Zero-emission vehicle adoption reduces air pollution, climate impact from transportation
Ozone pollution, carbon dioxide emissions in L.A. will decrease under California’s policy for zero-emission vehicles

California’s “Going Zero” policy, which strives for 100 percent zero-emission vehicle sales by 2035, will reduce ozone pollution and carbon dioxide emissions in Los Angeles, according to recent CIRES-led work.
Gas- and diesel-burning vehicles emit volatile organic compounds (VOCs) and nitrogen oxides. When it’s hot and sunny, these chemicals react, forming ground-level ozone, which creates smog and increases the risk of respiratory issues.
Los Angeles has been plagued with air quality issues for decades and experiences some of the most extreme ozone pollution in the country. The CIRES-led research, published in Environmental Science & Technology, shows California’s zero-emission vehicle policy would lead to fewer summer days with dangerous levels of ozone pollution.

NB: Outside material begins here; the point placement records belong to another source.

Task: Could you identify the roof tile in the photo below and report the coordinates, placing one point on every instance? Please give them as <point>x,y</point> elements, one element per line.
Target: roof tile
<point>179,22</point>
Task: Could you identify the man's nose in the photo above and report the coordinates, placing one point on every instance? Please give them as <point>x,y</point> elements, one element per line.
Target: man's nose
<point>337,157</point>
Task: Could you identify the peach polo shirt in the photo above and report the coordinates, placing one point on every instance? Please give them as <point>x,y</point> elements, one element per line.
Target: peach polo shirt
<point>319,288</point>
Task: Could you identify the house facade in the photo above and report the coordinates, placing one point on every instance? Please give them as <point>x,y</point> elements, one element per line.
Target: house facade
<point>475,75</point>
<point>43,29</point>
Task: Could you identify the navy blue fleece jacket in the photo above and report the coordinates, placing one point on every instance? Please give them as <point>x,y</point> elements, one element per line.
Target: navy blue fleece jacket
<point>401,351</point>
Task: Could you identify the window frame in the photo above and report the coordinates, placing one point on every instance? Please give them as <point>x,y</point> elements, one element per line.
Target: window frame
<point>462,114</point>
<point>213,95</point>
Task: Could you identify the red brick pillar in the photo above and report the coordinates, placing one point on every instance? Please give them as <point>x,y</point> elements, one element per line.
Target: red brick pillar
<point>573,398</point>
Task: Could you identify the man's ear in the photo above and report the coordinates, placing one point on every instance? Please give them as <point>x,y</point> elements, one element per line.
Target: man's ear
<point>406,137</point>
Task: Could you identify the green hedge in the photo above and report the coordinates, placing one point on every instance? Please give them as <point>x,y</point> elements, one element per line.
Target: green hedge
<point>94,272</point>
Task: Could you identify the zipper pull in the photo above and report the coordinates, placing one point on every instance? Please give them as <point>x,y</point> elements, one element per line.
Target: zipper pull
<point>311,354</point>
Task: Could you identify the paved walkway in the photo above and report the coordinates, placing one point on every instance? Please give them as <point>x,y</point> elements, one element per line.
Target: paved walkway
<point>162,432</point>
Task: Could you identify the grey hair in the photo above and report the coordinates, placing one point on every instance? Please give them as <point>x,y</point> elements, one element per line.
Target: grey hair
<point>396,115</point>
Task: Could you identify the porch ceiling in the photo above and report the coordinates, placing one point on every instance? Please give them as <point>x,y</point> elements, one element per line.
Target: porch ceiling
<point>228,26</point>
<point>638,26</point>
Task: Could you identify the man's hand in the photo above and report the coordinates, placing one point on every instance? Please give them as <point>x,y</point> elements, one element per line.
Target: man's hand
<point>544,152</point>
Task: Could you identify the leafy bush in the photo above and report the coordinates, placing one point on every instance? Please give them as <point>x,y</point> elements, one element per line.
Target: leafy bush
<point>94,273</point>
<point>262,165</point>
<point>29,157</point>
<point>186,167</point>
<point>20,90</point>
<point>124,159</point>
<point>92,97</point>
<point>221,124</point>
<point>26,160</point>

“We wanted to provide a timely evaluation of what this policy means for urban air quality as well as climate change,” said Qindan Zhu, a former CIRES researcher at NOAA’s Chemical Sciences Laboratory and lead author of the study.
In the new study, Zhu and her colleagues used a chemical transport model to simulate the evolution of VOCs and nitrogen oxides released by gas- and diesel-burning vehicles and how they react to produce ozone. The model also incorporates the most up-to-date information about cooking source VOC emissions, which had not been well-constrained in previous work.
“It’s probably the first time scientists have focused on the impact of cooking emissions in urban air quality modeling,” Zhu said. “Incorporating cooking emissions significantly improved the representation of how VOCs contribute to ozone formation in the model.”
The team found that adopting a zero-emission policy for on-road gasoline cars and trucks would reduce human-caused emissions of nitrogen oxides by 28 percent and carbon dioxide by 41 percent.
The drop in nitrogen oxides leads to a reduction in ozone production rate, which decreases the average number of days when ozone reaches dangerous levels for people in Los Angeles from 9 to 6 days in August. When the team simulated zero-emission adoption for on-road diesel vehicles and off-road gasoline vehicles to the model, the number of ozone exceedance days in August dropped to 1.
The researchers hope their approach can be expanded and applied to other regions in the U.S. and across the world to help inform policy-makers.
“Our study highlights the potential of electric and zero-emission vehicle adoption as a good strategy to simultaneously address climate change and air quality challenges,” Zhu said.